SPAC Requirement: The RSUs and PSUs will not be eligible to vest unless the Closing has occurred.

RSUs: The RSUs will be subject to your continued service through the following dates: 1/4 of the RSUs will time-vest on each six-month anniversary of October 1, 2025 (the “Time-Vesting Condition”).

PSUs: The PSUs will be subject to the Time-Vesting Condition and will also be subject to performance-vesting conditions (the “Performance-Vesting Condition”): the following number of PSUs will vest upon the public company achieving a 45-day VWAP of its common stock equal to each of the following targets (1) 83,333 PSUs at $15.00, (2) 83,333 PSUs at $17.50 and (3) 83,334 PSUs at $20.00. For example, if the public company achieves a 45-day VWAP of $17.50, then 166,666 PSUs will performance-vest and fully vest in increments when time-vesting has been satisfied. Any PSUs that have not satisfied all of the Performance-Vesting Conditions as of October 1, 2027 will continue to be outstanding and eligible to be earned until October 1, 2028, subject to your continued service through the date that performance is achieved for each applicable tranche and certified by the Board.

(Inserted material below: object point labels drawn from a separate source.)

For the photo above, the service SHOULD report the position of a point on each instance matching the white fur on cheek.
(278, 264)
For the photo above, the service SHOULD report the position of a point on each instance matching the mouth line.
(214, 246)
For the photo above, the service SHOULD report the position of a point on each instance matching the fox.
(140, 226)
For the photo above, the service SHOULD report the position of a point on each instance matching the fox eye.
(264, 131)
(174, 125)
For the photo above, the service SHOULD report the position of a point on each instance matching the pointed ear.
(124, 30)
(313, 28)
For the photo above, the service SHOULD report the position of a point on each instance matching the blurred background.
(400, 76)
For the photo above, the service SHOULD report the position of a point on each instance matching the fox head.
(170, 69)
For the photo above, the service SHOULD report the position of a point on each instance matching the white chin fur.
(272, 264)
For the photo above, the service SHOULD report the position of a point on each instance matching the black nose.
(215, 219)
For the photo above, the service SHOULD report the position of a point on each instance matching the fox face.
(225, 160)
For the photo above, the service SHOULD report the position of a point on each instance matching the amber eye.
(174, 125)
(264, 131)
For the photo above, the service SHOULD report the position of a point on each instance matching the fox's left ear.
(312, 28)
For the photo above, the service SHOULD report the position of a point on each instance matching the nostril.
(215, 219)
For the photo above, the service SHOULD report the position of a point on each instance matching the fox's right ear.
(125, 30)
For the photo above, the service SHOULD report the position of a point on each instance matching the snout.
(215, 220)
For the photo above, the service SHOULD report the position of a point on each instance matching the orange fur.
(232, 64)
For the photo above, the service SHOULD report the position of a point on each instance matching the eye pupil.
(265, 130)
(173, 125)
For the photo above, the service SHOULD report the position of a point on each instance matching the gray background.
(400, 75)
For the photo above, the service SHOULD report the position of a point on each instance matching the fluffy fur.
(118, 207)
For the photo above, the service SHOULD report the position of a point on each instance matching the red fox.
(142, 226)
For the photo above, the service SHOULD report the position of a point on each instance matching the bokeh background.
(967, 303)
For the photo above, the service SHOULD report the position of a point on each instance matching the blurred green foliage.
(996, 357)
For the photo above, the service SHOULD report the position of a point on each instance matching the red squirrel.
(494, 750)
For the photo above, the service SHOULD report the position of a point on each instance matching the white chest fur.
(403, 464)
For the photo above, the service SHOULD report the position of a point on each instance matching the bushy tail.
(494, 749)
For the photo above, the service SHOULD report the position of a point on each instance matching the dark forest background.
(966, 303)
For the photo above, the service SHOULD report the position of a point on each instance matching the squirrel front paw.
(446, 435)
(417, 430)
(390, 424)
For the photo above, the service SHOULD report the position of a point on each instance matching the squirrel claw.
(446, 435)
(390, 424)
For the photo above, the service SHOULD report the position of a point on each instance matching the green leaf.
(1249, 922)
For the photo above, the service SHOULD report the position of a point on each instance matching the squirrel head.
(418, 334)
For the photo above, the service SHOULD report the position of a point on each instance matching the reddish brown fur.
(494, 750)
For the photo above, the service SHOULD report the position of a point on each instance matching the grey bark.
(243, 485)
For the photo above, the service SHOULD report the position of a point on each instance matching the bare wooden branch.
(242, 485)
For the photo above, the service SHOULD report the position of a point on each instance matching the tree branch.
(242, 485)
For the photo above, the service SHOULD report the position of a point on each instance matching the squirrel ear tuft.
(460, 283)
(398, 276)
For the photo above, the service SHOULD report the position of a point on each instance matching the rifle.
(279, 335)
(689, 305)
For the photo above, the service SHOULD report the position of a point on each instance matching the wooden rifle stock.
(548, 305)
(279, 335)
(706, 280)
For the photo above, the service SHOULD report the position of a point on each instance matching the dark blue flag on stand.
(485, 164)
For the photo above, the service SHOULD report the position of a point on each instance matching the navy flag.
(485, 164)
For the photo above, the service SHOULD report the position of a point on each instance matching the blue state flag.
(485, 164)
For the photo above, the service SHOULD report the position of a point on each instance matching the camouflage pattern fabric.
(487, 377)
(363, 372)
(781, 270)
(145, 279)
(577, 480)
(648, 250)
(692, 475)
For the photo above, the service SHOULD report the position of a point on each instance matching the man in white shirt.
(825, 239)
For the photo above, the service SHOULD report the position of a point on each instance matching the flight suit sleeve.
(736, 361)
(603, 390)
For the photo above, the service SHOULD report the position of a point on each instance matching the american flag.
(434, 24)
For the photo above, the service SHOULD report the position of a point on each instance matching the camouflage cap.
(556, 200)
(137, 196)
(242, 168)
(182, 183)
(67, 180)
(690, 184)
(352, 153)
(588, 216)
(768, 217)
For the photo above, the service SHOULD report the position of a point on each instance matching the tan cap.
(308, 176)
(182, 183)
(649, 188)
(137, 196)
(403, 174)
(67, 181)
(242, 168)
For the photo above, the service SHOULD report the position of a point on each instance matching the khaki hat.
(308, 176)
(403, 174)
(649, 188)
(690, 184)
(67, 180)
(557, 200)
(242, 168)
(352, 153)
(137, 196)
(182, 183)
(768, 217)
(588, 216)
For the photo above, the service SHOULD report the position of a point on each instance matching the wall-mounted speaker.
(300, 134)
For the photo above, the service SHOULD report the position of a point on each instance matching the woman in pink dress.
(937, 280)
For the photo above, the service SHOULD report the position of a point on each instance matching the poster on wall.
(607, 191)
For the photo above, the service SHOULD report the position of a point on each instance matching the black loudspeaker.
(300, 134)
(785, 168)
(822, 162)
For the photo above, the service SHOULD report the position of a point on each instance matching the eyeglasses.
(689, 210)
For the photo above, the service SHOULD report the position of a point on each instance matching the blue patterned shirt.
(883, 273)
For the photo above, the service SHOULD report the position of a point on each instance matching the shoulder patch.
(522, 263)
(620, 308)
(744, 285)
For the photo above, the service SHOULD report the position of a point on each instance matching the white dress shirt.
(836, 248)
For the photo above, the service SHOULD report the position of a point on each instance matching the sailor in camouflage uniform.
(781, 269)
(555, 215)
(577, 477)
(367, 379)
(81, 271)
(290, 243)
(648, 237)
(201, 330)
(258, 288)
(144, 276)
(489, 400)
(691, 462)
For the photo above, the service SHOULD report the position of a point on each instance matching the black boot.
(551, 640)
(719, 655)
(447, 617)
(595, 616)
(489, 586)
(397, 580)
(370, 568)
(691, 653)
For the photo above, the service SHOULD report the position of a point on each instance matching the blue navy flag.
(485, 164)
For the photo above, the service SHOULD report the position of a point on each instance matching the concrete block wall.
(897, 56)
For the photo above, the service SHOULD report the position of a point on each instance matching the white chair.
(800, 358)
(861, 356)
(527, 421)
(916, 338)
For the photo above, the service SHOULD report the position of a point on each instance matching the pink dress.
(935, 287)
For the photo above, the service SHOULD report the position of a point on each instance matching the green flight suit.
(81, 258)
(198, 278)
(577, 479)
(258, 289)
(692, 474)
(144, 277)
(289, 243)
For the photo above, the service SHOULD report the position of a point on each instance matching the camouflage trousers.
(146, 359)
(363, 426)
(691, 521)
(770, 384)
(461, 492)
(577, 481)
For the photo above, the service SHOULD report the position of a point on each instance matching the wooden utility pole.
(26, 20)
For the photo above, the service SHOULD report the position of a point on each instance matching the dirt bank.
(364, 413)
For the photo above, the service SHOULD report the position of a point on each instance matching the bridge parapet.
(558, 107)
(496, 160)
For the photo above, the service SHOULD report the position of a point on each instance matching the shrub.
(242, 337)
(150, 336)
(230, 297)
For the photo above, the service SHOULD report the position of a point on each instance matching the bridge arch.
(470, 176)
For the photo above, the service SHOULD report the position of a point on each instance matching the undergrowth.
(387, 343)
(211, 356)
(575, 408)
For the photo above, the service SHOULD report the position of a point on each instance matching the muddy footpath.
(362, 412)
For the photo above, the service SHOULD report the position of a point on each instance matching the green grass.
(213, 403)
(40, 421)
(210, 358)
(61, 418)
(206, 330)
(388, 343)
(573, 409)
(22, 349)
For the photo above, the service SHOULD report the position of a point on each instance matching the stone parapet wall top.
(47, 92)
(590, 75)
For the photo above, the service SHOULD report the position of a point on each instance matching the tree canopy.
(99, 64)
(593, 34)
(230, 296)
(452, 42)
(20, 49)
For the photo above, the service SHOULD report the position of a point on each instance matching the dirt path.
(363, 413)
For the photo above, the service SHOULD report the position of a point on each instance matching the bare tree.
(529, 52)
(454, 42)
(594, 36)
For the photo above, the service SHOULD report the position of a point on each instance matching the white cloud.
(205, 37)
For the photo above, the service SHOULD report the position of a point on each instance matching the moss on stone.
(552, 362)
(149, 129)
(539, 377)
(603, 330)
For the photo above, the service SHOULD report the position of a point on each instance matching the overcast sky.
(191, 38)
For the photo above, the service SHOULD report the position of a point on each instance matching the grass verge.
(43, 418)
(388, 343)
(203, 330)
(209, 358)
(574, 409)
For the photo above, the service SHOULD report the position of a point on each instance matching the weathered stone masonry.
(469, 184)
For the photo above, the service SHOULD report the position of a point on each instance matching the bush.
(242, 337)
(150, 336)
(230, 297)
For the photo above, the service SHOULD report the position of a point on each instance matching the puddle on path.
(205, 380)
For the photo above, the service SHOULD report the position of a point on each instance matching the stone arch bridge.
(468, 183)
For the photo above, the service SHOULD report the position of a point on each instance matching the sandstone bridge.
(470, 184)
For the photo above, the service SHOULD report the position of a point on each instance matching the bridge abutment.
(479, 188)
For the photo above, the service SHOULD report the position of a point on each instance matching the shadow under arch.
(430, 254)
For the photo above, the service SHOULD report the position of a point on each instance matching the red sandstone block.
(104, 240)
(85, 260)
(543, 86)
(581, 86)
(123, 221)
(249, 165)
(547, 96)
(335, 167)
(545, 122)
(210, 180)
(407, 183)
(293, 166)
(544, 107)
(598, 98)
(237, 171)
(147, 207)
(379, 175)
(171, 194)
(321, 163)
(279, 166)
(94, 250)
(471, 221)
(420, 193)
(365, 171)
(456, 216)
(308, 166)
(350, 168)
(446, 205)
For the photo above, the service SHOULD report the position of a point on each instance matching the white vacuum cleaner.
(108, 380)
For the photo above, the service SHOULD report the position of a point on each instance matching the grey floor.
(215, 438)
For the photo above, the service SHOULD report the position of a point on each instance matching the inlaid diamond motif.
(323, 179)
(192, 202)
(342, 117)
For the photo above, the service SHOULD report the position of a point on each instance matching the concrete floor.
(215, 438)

Any outstanding PSUs that have not met the applicable Time-Vesting Condition and Performance-Vesting Condition as of October 1, 2028 will expire on such date.

Termination / Forfeiture:

Upon a termination of employment due to death or disability, that is by the Company without Cause or due to your resignation for Good Reason, (i) all unvested RSUs that would have vested during the six-month period following the effective date of your termination of employment (the “Termination Date”) will accelerate and vest on the Terminate Date and (ii) all unvested PSUs will remain outstanding and eligible to vest, subject to satisfaction of the Time-Vesting Condition and the Performance-Vesting Condition, during the six-month period following the Termination Date.

Changes in Capitalization

In the event of a merger, consolidation, reclassification, recapitalization, spin-off, spin-out, repurchase, other reorganization or corporate transaction or event, special or extraordinary dividend or other extraordinary distribution, stock split, reverse stock split, subdivision, consolidation, combination or exchange of shares or another change in corporate structure affecting the common stock of the Company, the number and kind of securities subject to the RSUs and PSUs and the performance goals and performance periods applicable to the PSUs will be equitably substituted or proportionately adjusted.

Approvals:

The RSUs and PSUs will be subject to terms and conditions of an equity incentive plan and award agreement(s) to be adopted by the Board (and subject to any shareholder approvals as may be applicable), and will be subject to your execution of the award agreement and other documentation reasonably requested by the Company.